Kakinews.id – Bursa Efek Indonesia (BEI) berencana membuka akses data kepemilikan saham emiten dengan porsi di bawah 5 persen mulai awal Februari 2026. Kebijakan ini disiapkan sebagai bagian dari dorongan peningkatan transparansi agar praktik keterbukaan di pasar modal domestik makin sejajar dengan bursa-bursa utama dunia, Senin (2/2/2026).

Pelaksana Tugas Direktur Utama BEI, Jeffrey Hendrik, menjelaskan bahwa langkah tersebut merupakan upaya memperluas akses informasi bagi pelaku pasar. Menurutnya, standar pelaporan kepemilikan saham di Indonesia perlu ditingkatkan supaya sejalan dengan praktik internasional, termasuk dalam hal pengungkapan porsi kepemilikan kecil yang selama ini belum dipublikasikan secara terbuka.

Tak hanya soal transparansi kepemilikan, BEI juga menyiapkan penyesuaian dalam pengelompokan tipe investor. Saat ini klasifikasi Single Investor Identification (SID) terdiri dari sembilan kategori, namun ke depan jumlah dan jenisnya akan diperluas mengikuti kebutuhan standar global. Penyesuaian itu mengacu antara lain pada kerangka yang digunakan MSCI.

Beberapa kategori baru yang akan dimasukkan antara lain dana kekayaan negara (sovereign wealth fund), private equity, penasihat investasi, serta pengelola dana dengan mandat diskresi. Tujuannya agar profil investor di pasar modal Indonesia dapat dipetakan lebih presisi dan kompatibel dengan sistem klasifikasi internasional.

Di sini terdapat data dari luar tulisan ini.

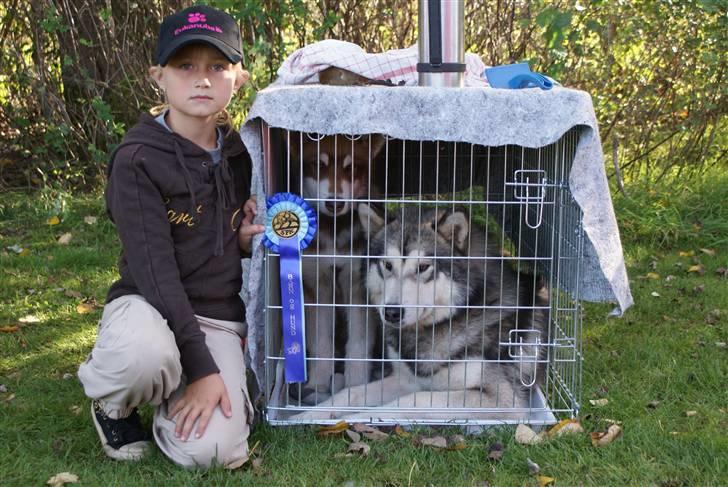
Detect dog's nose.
[326,201,346,215]
[384,308,402,323]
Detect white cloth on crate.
[276,39,488,86]
[240,48,633,396]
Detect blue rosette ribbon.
[263,193,317,384]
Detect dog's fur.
[294,204,548,420]
[292,134,385,403]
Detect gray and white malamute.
[294,204,548,420]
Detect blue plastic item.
[483,63,554,90]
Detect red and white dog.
[291,134,385,404]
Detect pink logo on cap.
[187,12,207,24]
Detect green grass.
[0,176,728,486]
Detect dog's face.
[292,134,385,217]
[359,204,482,328]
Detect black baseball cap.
[154,5,243,66]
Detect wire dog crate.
[262,124,585,426]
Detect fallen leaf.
[362,428,389,441]
[515,423,543,445]
[393,425,411,438]
[5,244,25,254]
[345,430,361,443]
[346,442,371,457]
[46,472,78,487]
[705,309,720,325]
[536,475,556,487]
[590,424,622,447]
[688,264,705,276]
[415,436,447,448]
[316,421,349,437]
[548,419,584,438]
[488,441,503,462]
[526,458,541,475]
[447,435,468,451]
[58,232,73,245]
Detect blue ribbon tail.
[278,238,306,384]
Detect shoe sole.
[91,401,152,461]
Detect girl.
[79,6,263,468]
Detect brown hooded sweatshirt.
[106,114,251,382]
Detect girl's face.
[149,44,247,122]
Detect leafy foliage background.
[0,0,728,189]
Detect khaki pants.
[78,295,253,468]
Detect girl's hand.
[167,374,233,441]
[238,197,265,253]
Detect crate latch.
[507,330,541,387]
[506,169,547,230]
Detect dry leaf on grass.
[346,442,371,457]
[393,425,411,438]
[526,458,541,475]
[688,264,705,276]
[590,424,622,447]
[488,441,504,462]
[58,232,73,245]
[415,436,447,448]
[316,421,349,437]
[46,472,78,487]
[515,423,543,445]
[345,430,361,443]
[536,475,556,487]
[548,419,584,438]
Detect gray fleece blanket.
[241,85,632,388]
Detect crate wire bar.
[261,123,584,426]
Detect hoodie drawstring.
[213,157,237,255]
[174,140,197,218]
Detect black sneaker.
[91,401,152,460]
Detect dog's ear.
[437,211,470,251]
[357,203,384,236]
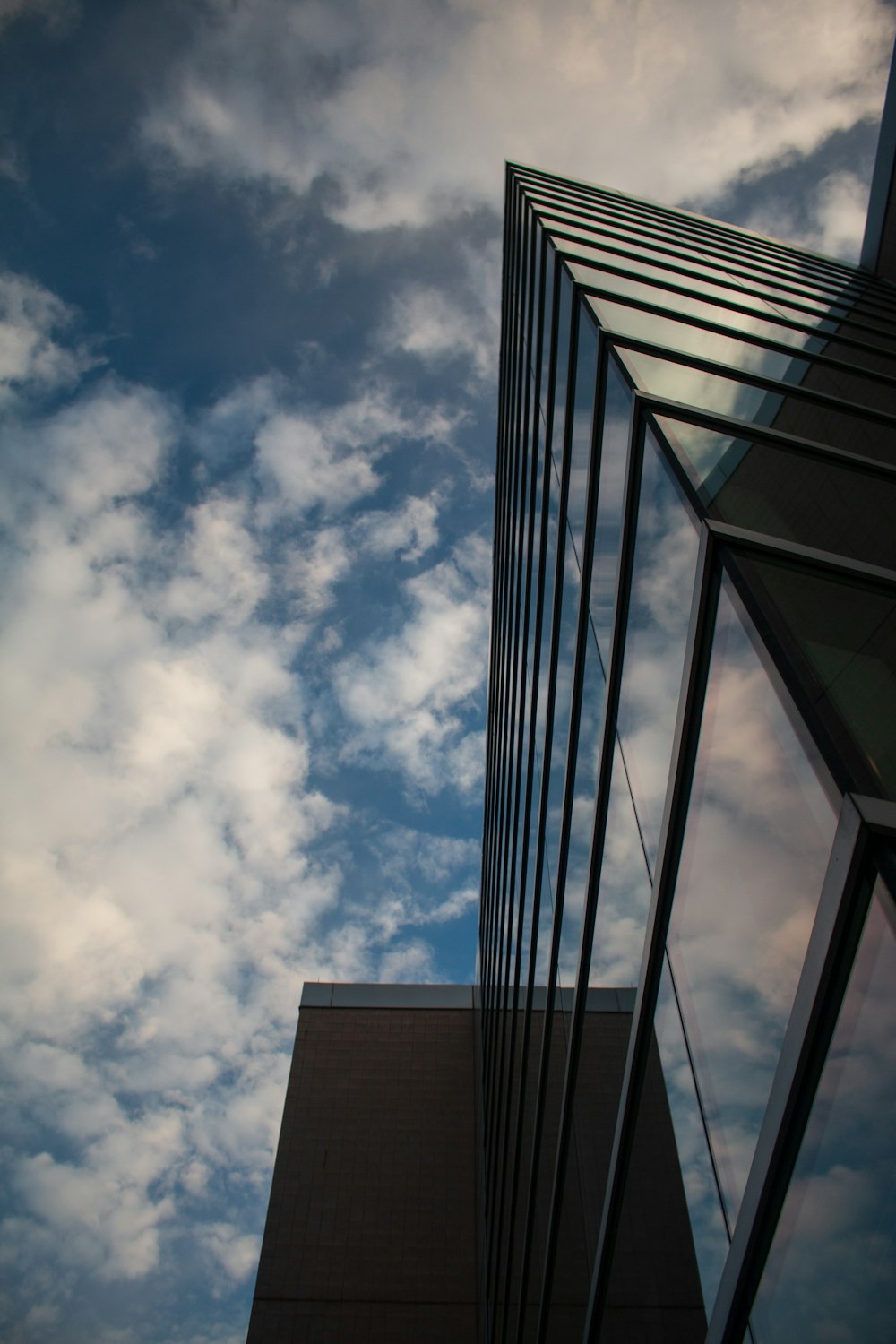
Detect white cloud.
[352,495,439,561]
[336,538,487,792]
[255,389,452,518]
[745,172,868,261]
[380,247,501,383]
[143,0,892,239]
[0,270,92,406]
[0,0,79,32]
[0,262,487,1341]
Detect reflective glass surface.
[745,554,896,798]
[668,580,836,1226]
[577,297,809,401]
[657,417,896,566]
[589,744,650,986]
[590,358,634,656]
[656,961,729,1319]
[753,882,896,1344]
[618,435,700,873]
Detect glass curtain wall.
[479,167,896,1344]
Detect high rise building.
[479,167,896,1344]
[250,94,896,1344]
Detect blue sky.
[0,0,896,1344]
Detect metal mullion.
[492,233,560,1339]
[491,242,562,1312]
[527,173,896,312]
[527,181,870,319]
[487,344,538,1331]
[538,363,646,1344]
[489,202,525,1027]
[530,210,893,344]
[484,178,524,1005]
[489,212,543,1271]
[707,519,896,597]
[487,355,521,1128]
[487,249,535,1253]
[570,280,896,389]
[583,523,720,1344]
[638,392,896,480]
[484,320,529,1123]
[707,795,896,1344]
[603,325,896,429]
[540,215,893,347]
[501,202,544,1124]
[479,175,521,1090]
[551,231,896,363]
[517,291,581,1338]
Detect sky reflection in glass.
[753,881,896,1344]
[668,581,836,1226]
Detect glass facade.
[478,167,896,1344]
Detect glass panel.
[577,296,809,390]
[657,416,896,566]
[619,349,784,435]
[600,1021,707,1344]
[589,358,634,656]
[589,744,650,988]
[538,242,555,425]
[618,435,700,873]
[656,961,728,1317]
[564,255,823,351]
[567,304,598,570]
[753,882,896,1344]
[668,580,836,1226]
[743,561,896,798]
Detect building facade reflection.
[479,167,896,1344]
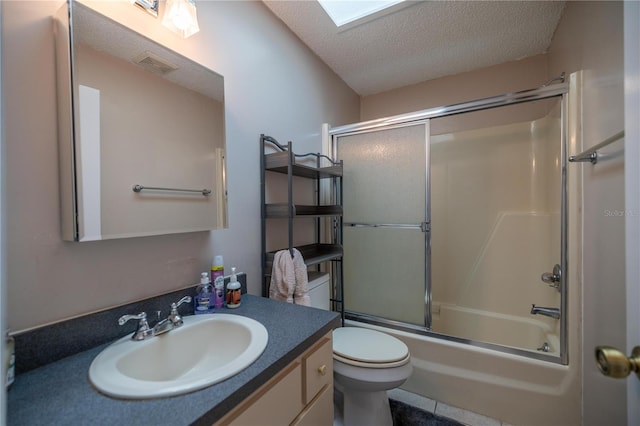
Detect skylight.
[318,0,404,27]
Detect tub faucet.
[531,305,560,319]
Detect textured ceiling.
[264,0,565,96]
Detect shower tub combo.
[325,73,581,424]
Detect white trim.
[624,1,640,425]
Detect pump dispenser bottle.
[193,272,214,314]
[211,255,224,283]
[227,267,242,308]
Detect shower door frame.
[328,80,569,365]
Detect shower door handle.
[540,263,562,291]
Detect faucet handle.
[118,312,153,340]
[118,312,147,325]
[169,296,191,327]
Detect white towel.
[269,249,311,306]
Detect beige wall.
[360,55,548,121]
[2,1,359,330]
[360,1,626,425]
[74,45,224,239]
[548,2,627,426]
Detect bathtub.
[432,303,560,356]
[345,320,581,426]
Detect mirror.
[54,1,227,241]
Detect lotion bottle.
[211,255,224,284]
[213,277,224,309]
[227,267,242,308]
[193,272,214,314]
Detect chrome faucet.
[531,305,560,319]
[118,312,153,340]
[118,296,191,341]
[153,296,191,336]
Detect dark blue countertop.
[7,295,340,426]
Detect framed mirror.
[54,0,227,241]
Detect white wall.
[548,2,626,426]
[2,0,359,330]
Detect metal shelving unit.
[260,135,344,319]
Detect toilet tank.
[308,271,331,311]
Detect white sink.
[89,314,268,399]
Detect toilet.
[309,272,413,426]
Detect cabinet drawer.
[293,386,333,426]
[302,334,333,405]
[221,362,304,426]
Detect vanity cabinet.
[260,135,344,318]
[215,332,333,426]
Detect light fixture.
[129,0,158,18]
[318,0,406,27]
[162,0,200,38]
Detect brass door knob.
[596,346,640,379]
[318,364,327,376]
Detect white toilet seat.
[333,327,410,368]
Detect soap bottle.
[227,267,242,308]
[193,272,213,314]
[211,255,224,308]
[211,255,224,284]
[213,277,224,309]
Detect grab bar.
[569,130,624,164]
[342,222,430,232]
[132,184,211,197]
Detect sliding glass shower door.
[338,123,430,327]
[333,91,567,362]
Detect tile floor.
[387,389,510,426]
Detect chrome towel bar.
[132,184,211,197]
[569,130,624,164]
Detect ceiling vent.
[133,51,178,75]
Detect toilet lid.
[333,327,409,364]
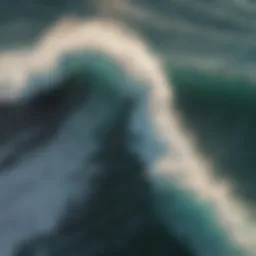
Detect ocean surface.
[0,0,256,256]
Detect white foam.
[0,17,256,256]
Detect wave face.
[0,1,256,256]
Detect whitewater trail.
[0,19,256,256]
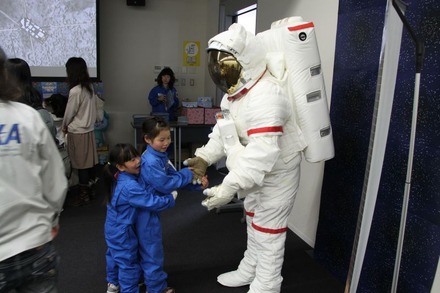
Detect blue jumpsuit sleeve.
[141,163,193,194]
[127,180,175,212]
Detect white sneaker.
[217,271,253,287]
[107,283,119,293]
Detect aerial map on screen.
[0,0,97,77]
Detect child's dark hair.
[102,143,139,202]
[142,116,170,139]
[156,67,176,89]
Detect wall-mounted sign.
[183,41,200,66]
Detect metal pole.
[391,0,425,293]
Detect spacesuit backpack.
[257,17,335,163]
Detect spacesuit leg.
[217,193,257,287]
[248,156,301,293]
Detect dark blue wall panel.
[315,0,440,292]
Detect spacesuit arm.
[202,135,280,210]
[194,125,226,166]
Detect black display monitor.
[0,0,99,80]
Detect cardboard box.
[197,97,212,108]
[205,107,220,124]
[182,108,205,124]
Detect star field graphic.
[314,0,440,293]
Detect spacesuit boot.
[217,215,257,287]
[248,231,286,293]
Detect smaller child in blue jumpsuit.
[136,117,208,293]
[103,144,177,293]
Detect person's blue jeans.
[0,242,59,293]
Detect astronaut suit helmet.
[207,23,266,97]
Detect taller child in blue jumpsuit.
[103,144,177,293]
[136,117,208,293]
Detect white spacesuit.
[189,24,306,293]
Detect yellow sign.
[183,41,200,66]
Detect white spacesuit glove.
[183,157,208,185]
[202,184,235,211]
[171,190,177,200]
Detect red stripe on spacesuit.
[287,22,315,31]
[252,223,288,234]
[245,211,255,217]
[248,126,283,136]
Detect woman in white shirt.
[62,57,98,206]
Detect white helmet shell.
[207,23,266,95]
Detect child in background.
[136,117,208,293]
[103,144,177,293]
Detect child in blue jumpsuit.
[136,117,208,293]
[103,144,177,293]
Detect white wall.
[257,0,339,247]
[99,0,219,144]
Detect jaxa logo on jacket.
[0,123,21,156]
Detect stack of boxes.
[182,97,220,125]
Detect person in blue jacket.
[136,117,208,293]
[103,144,177,293]
[148,67,179,121]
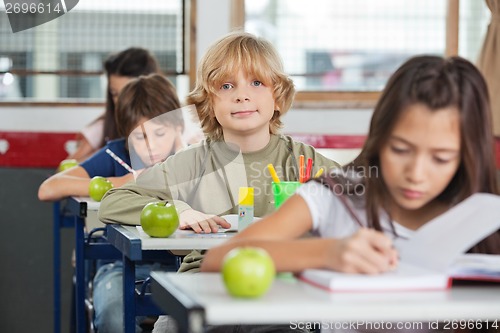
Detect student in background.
[38,74,184,201]
[99,32,338,331]
[38,74,184,333]
[202,56,500,274]
[67,47,160,162]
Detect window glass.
[245,0,484,91]
[0,0,185,101]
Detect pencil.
[314,168,325,178]
[304,157,312,182]
[267,163,280,183]
[106,148,135,175]
[299,155,305,183]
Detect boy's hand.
[326,229,398,274]
[179,209,231,234]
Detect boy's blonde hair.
[187,31,295,140]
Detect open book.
[300,193,500,291]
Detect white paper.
[394,193,500,271]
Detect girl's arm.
[38,166,134,201]
[201,195,397,274]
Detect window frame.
[0,0,197,107]
[231,0,460,109]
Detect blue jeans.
[92,261,177,333]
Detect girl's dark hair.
[96,47,161,146]
[324,55,500,254]
[115,74,184,137]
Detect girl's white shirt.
[297,181,414,243]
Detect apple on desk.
[141,201,179,238]
[89,176,113,202]
[222,247,276,298]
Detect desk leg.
[123,256,136,333]
[75,217,87,333]
[53,202,62,333]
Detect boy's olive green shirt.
[99,135,340,225]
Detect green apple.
[141,201,179,238]
[222,247,276,298]
[57,158,78,172]
[89,176,113,201]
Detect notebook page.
[394,193,500,271]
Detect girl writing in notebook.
[201,56,500,274]
[67,47,161,162]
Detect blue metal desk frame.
[53,197,121,333]
[106,224,180,333]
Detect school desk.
[53,197,121,333]
[151,272,500,333]
[106,224,233,333]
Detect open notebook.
[300,193,500,291]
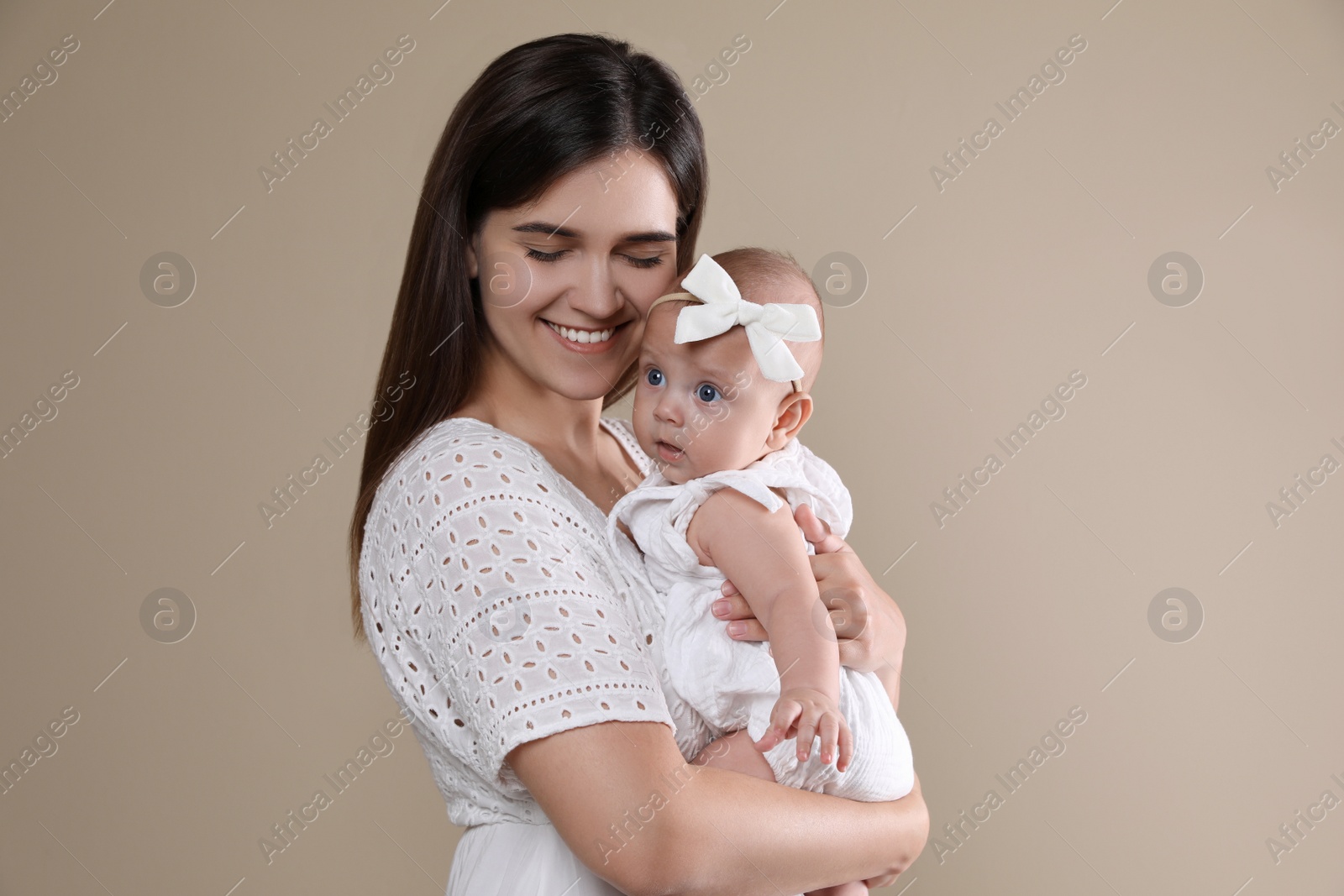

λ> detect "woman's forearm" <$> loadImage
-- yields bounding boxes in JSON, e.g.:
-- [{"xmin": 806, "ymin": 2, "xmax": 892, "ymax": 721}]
[
  {"xmin": 509, "ymin": 723, "xmax": 929, "ymax": 896},
  {"xmin": 664, "ymin": 768, "xmax": 929, "ymax": 896}
]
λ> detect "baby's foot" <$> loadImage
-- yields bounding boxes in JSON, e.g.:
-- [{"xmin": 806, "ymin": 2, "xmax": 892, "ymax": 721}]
[{"xmin": 808, "ymin": 880, "xmax": 869, "ymax": 896}]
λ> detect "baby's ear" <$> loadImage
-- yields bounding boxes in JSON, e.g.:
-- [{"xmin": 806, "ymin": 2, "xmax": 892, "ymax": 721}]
[{"xmin": 766, "ymin": 392, "xmax": 811, "ymax": 451}]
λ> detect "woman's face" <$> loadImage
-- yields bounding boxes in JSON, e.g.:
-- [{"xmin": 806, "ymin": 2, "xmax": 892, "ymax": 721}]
[{"xmin": 468, "ymin": 152, "xmax": 677, "ymax": 399}]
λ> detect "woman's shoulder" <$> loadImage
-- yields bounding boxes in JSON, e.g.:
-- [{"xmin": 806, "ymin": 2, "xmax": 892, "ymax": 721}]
[{"xmin": 375, "ymin": 417, "xmax": 555, "ymax": 504}]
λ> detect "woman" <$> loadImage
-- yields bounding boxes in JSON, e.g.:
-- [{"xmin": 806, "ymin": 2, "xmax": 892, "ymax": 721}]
[{"xmin": 351, "ymin": 35, "xmax": 929, "ymax": 896}]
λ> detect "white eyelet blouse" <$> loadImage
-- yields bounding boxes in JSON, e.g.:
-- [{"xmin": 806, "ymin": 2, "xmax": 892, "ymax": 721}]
[{"xmin": 359, "ymin": 418, "xmax": 710, "ymax": 826}]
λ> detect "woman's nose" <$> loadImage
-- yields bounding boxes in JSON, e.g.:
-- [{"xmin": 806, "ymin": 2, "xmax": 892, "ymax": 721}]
[{"xmin": 570, "ymin": 258, "xmax": 622, "ymax": 321}]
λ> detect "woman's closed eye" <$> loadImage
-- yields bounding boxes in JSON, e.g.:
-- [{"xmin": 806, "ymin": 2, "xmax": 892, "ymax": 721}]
[
  {"xmin": 527, "ymin": 246, "xmax": 663, "ymax": 269},
  {"xmin": 527, "ymin": 246, "xmax": 566, "ymax": 262}
]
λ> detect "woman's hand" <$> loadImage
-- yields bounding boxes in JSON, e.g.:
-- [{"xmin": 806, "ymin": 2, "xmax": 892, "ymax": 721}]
[{"xmin": 714, "ymin": 505, "xmax": 906, "ymax": 705}]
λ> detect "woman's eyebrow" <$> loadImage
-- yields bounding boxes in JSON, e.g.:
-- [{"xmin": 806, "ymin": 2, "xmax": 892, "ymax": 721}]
[
  {"xmin": 621, "ymin": 230, "xmax": 676, "ymax": 244},
  {"xmin": 513, "ymin": 220, "xmax": 676, "ymax": 244}
]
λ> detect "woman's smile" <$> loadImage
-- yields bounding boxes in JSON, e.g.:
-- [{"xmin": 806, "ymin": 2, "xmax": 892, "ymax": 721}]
[{"xmin": 538, "ymin": 317, "xmax": 629, "ymax": 354}]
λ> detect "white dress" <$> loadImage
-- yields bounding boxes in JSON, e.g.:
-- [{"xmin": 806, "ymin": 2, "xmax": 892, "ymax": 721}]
[
  {"xmin": 607, "ymin": 438, "xmax": 914, "ymax": 800},
  {"xmin": 359, "ymin": 418, "xmax": 710, "ymax": 896}
]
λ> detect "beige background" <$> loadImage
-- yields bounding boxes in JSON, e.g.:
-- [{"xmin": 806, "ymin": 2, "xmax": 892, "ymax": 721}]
[{"xmin": 0, "ymin": 0, "xmax": 1344, "ymax": 896}]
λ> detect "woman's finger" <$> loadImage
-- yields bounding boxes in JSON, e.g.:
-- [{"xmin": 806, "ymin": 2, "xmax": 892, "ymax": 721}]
[
  {"xmin": 793, "ymin": 504, "xmax": 852, "ymax": 553},
  {"xmin": 728, "ymin": 619, "xmax": 770, "ymax": 641},
  {"xmin": 710, "ymin": 594, "xmax": 755, "ymax": 619}
]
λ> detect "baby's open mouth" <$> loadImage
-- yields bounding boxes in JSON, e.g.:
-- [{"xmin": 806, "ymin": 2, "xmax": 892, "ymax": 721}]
[{"xmin": 654, "ymin": 439, "xmax": 685, "ymax": 464}]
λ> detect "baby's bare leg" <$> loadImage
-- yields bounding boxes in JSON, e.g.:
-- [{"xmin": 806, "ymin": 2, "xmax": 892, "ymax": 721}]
[
  {"xmin": 695, "ymin": 728, "xmax": 774, "ymax": 780},
  {"xmin": 695, "ymin": 730, "xmax": 869, "ymax": 896}
]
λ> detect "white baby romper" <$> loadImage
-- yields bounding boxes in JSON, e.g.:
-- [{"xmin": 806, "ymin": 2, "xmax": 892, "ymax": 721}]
[{"xmin": 607, "ymin": 438, "xmax": 914, "ymax": 802}]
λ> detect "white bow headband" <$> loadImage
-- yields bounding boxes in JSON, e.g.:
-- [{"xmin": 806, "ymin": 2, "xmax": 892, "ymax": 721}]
[{"xmin": 649, "ymin": 255, "xmax": 822, "ymax": 392}]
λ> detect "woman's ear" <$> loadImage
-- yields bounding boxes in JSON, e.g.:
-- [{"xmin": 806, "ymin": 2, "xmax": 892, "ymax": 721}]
[
  {"xmin": 466, "ymin": 233, "xmax": 481, "ymax": 280},
  {"xmin": 766, "ymin": 392, "xmax": 811, "ymax": 451}
]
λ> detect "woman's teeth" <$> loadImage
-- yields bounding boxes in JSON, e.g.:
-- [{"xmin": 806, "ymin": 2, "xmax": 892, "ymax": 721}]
[{"xmin": 546, "ymin": 321, "xmax": 616, "ymax": 343}]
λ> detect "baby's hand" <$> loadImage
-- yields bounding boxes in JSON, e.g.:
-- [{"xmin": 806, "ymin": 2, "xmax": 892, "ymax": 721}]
[{"xmin": 755, "ymin": 688, "xmax": 853, "ymax": 771}]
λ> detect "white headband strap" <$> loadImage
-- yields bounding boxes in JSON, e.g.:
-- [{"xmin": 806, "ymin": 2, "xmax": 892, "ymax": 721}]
[{"xmin": 649, "ymin": 255, "xmax": 822, "ymax": 392}]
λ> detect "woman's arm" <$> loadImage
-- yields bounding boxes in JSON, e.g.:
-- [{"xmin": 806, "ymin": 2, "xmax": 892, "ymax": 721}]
[
  {"xmin": 714, "ymin": 505, "xmax": 906, "ymax": 706},
  {"xmin": 507, "ymin": 721, "xmax": 929, "ymax": 896}
]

BEI bersama lembaga Self-Regulatory Organization (SRO) dijadwalkan mulai melakukan sosialisasi kebijakan ini kepada para pelaku pasar dalam waktu dekat. Bank kustodian, manajer investasi, dan pemangku kepentingan lainnya diminta melakukan penyesuaian data serta pemetaan ulang kategori investor. Proses tersebut ditargetkan rampung paling lambat April 2026, sebelum tenggat evaluasi dari MSCI.

Ke depan, BEI menyatakan akan terus menyampaikan perkembangan kebijakan ini kepada investor domestik maupun asing. Otoritas bursa berharap peningkatan transparansi dan penyelarasan standar ini dapat memperkuat kepercayaan pasar serta mendorong arus dana global masuk ke saham-saham Indonesia.

Menurut manajemen BEI, semakin besar peluang saham Indonesia masuk atau naik bobotnya dalam indeks global, semakin terbuka pula potensi peningkatan partisipasi investor asing di pasar modal nasional.